One of the far reaching egregious misuses of U.S. military power is taking place in Yemen, the most impoverished and underdeveloped states in the Middle East, where a U.S.-engineered genocidal war carried out by Saudi Arabia and the United Arab Emirates UAE) has killed tens of thousands, creating the worst humanitarian crises in the world, where cholera and other preventable diseases are threatening the lives of millions. Haiti, the first Black Republic, established by enslaved Africans after a revolution against France (from 1791-1803), has been invaded and occupied by the U.S. on several occasions arresting its development, leaving the island-nation as being the most impoverished in the Western Hemisphere.

Today in the news we hear constant reports about the situation in the Bolivarian Republic of Venezuela, a socialist-oriented state in South America with a large African, indigenous and mixed-race population. Trump is threatening military intervention in Venezuela designed to topple the government of President Nicolas Maduro, a former bus driver and labor organizer.

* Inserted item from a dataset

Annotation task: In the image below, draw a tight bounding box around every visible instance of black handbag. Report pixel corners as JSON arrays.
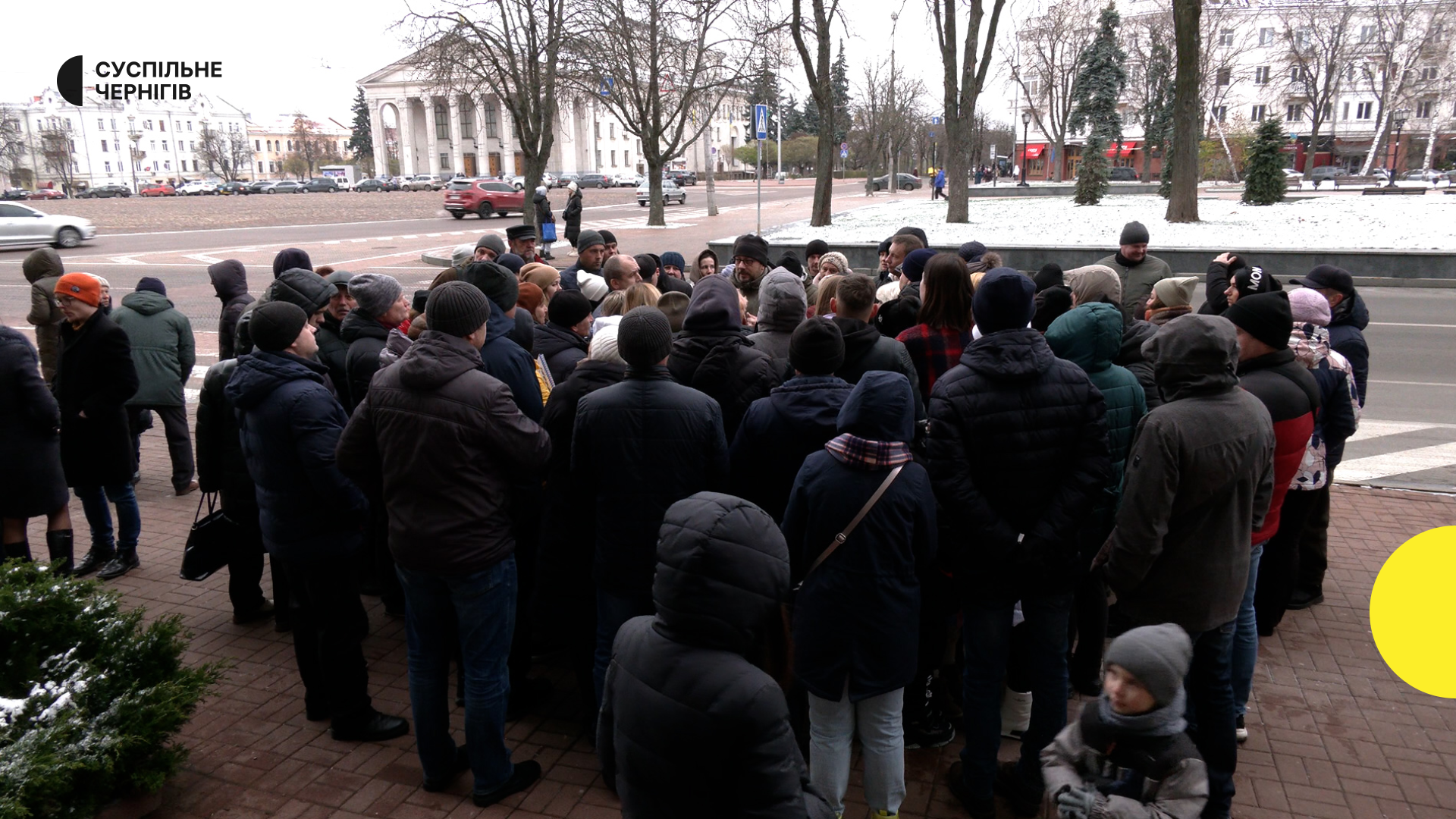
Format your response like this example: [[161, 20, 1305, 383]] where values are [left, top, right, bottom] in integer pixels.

Venezuela is reported to have the largest known reserves of petroleum in the world. The economic and political trajectory of the country over the last two decades has represented a direct challenge to the imperatives of U.S. foreign policy in Latin America. A war against Venezuela would be calamitous and could further damage the national economy along with that of the Bolivarian Republic and other nations.

What Can We Do?

These exorbitant military expenditures and interventions have not and will not help working people in the U.S. or around the world. This is why social unionism is important and should not only encompass the demands for greater organization of the workforce in the U.S. Our objective should be to look at the broader issues which rob workers of their social wages through runaway defense spending, costly foreign bases and failed wars of occupation and expropriation.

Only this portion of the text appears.